Crowdsourced ideas could prevent the spread of the deadly virus.


Taylor Hatmaker


Posted on Nov 5, 2014   Updated on May 30, 2021, 6:36 am CDT

What would happen if we could design protective Ebola gear from scratch? In an imaginary world where the titans of the technology cared about solving the very real world problem destroying lives and communities in West Africa, we might have developed some very capable Ebola-specific solutions to protect the healthcare workers risking their lives to treat the disease’s aggressive spread.

On OpenIDEO, the community is hard at work doing what the Googles and Facebooks of the world couldn’t be bothered to with a powerful project calling for users to “rapidly equip and empower the care community to fight Ebola.” The site is a sort of open-source design community that aims to crowdsource solutions for social good and it’s working on rethinking Ebola-specific personal protective equipment (PPE).

While there is a WHO global standard for what health workers should wear when in contact with Ebola patients, even those careful guidelines have proven insufficient to prevent exposure in the field.

Equipment utilized in countries with actual Ebola crises must be not only robust enough to prevent exposure in close quarters, but inexpensive and accessible enough to prove practical. Many of the OpenIDEO designs keep that in mind, proposing modifications to everyday equipment like this modified electric blower that could be used to cool healthcare workers confined in hot, restrictive Ebola gear.

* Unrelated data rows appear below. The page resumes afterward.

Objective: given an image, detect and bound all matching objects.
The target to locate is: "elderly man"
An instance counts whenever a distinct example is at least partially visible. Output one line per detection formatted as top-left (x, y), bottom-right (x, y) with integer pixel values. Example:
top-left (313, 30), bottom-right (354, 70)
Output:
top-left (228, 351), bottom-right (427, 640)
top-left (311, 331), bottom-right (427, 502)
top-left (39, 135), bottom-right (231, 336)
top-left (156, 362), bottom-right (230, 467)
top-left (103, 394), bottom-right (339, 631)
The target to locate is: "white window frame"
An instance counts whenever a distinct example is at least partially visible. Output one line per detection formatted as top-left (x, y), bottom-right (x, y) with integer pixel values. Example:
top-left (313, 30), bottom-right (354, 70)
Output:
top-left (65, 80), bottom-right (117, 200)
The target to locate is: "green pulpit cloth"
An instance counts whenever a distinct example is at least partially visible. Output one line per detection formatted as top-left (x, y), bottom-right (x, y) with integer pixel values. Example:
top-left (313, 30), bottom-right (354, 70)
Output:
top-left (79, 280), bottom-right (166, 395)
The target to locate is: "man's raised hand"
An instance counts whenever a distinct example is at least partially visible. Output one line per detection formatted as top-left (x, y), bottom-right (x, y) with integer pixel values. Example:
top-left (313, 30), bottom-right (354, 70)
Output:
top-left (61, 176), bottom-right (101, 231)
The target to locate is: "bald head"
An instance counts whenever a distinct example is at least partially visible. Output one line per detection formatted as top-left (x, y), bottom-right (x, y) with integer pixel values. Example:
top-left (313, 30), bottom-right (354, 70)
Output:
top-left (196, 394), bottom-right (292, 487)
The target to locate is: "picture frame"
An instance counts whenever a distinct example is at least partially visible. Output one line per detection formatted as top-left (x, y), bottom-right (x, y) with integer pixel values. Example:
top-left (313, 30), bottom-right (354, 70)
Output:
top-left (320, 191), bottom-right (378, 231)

Others take a more high-tech approach, like a design that proposes a built-in system to protect workers wearing Ebola gear from themselves:

This idea is to put reusable wrist bands on caregivers which will trigger a warning chirp if they get within 12 inches of their goggles. Because hand-to-face touching can be harmful when you’re working in this sort of environment, alerting workers could save lives. So when the wrist bands are in this close of promxity to the goggles, a sensor will create the alert. Both wristbands and goggle proximity sensor should:

  • be reusable after immersion in a mild disinfectant

  • run on inexpensive, long life industry-standard batteries

  • have increasing rate and pitch as the distance closes
  • be a fairly easy hack but it needs to be small and elegant

It just goes to show that even within the so often silo-minded tech community, the best, most impactful ideas are ones are openly shared, vetted, and brainstormed.